D’origine congolaise, la famille a quitté Brazzaville, quelques années auparavant, pour s’installer au Gabon, dans le quartier de Nzeng-Ayong, y abandonnant la matriarche de la famille. Une décision qui a décidément scellé  le sort des filles. Puisqu’en décembre 2017, suivant les révélations de B.M.S, «les enfants étaient devenus les objets sexuels du prêtre et de son frère», ce dernier, arrivé au Gabon quelques mois après la famille, rapporte  l’enquêteur en charge du dossier.

Épuisées de subir cette humiliation de la part de leurs parents, sensés les protéger, les deux sœurs ont choisi de se confier à «une personne de bonne foi». Cette dernière les a ensuite conduit vers les services de police, auprès desquels, elles ont pu porter plainte contre leur bourreaux.
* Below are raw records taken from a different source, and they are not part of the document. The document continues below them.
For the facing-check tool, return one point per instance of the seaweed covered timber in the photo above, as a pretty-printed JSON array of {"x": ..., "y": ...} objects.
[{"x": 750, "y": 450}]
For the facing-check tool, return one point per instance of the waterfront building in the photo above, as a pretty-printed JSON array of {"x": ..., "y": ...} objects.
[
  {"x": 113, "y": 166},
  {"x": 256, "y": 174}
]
Dans leur déposition, les jeunes filles ont avoué avoir été menacées par leur père, pourtant prélat. Le gourou, qui, «n’hésitait pas à abuser des deux jeunes filles, chaque fois qu’il voulait assouvir ses désirs sexuels», avaient intimé à ses filles «de ne pas en parler à qui que ce soit, au risque de se voir tuer [par lui]», relate au quotidien L’Union.

Interpellés, puis interrogés par les agents de force de l’ordre, Guy Morel Biomi Nguimbi, a nié en bloc toutes les accusations portées à son encontre. Apeuré de devoir porter seul les charges de leur crime, Chris Missobidji a tout avoué, justifiant son acte par le fait «d’avoir vu le père de ses nièces se livrer à des ébats contre ses propres filles». Dans l’attente de leur procès, les deux suspects ont été placés en détention à la prison centrale de Libreville, depuis mercredi dernier. Les filles quant à elles, ont été placées au centre d’accueil Arc-en-ciel, sous l’ordre du Juge.